Alfred SISLEY

Paris 1839 - Moret-sur-Loing 1899

Biography



Born in Paris into an Anglo-French family, Alfred Sisley achieved relatively little commercial success and public recognition during his lifetime. Throughout his career his style remained true to the most basic Impressionist principles, without recourse to the technical or thematic development characteristic of the later work of such fellow artists as Claude Monet, Camille Pissarro and Pierre-Auguste Renoir. He also remained resolutely devoted to the practice of pure landscape painting, working en plein-air throughout his career. As Christopher Lloyd has noted, unlike Monet, Renoir and Pissarro in the 1880’s and 1890’s, Sisley ‘continued to explore the possibilities of the Impressionist style from within, retaining the same approach to nature and in this sense remaining a true Impressionist painter concerned with light, colour and atmosphere…it is this unswerving allegiance to Impressionism beyond the 1870’s that is the most distinctive feature of his work.’

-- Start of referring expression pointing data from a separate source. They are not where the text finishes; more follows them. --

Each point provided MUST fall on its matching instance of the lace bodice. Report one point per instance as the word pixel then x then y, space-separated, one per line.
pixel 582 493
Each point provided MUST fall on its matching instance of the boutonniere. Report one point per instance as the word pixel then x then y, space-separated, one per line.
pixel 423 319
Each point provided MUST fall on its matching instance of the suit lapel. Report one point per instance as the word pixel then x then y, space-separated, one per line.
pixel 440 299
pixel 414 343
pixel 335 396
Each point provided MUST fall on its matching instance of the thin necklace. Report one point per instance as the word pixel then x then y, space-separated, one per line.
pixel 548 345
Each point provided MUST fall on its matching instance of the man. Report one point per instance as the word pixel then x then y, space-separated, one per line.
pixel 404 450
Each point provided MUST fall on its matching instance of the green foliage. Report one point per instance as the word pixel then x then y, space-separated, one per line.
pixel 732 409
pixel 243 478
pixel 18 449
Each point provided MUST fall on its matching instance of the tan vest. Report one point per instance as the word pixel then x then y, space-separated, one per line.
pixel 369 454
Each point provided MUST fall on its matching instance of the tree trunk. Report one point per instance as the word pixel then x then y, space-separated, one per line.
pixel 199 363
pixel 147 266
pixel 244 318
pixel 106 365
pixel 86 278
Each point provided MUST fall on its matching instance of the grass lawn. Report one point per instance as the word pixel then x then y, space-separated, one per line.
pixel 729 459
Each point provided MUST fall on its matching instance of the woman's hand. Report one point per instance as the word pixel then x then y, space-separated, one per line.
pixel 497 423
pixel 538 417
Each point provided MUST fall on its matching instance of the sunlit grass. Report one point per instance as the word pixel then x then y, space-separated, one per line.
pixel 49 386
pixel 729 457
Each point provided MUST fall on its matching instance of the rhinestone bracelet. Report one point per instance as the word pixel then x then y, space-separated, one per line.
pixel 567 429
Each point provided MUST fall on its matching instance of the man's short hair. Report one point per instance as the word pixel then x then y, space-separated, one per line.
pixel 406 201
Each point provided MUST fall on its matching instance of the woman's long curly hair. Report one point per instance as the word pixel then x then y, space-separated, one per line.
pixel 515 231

Sisley worked for much of his early career in towns and villages to the north and west of Paris, including Bougival, Louveciennes, Sèvres and Port-Marly, before eventually settling in the 1880’s at Moret-sur-Loing, well to the southeast of the city. Although not always appreciated by critics, Sisley was nevertheless much liked and admired by many of his fellow artists. As Pissarro wrote to his son Lucien in 1899, ‘Sisley…is a great and beautiful artist, in my opinion he is a master equal to the greatest. I have seen works of his of rare amplitude and beauty…’ At Sisley’s funeral, the collector and critic Adolphe Tavernier gave an oration in which he praised the artist as ‘a painter exquisite and original among them all, a magician of light, a poet of the heavens, of the waters, of the trees – in a word, one of the most remarkable landscapists of this day.’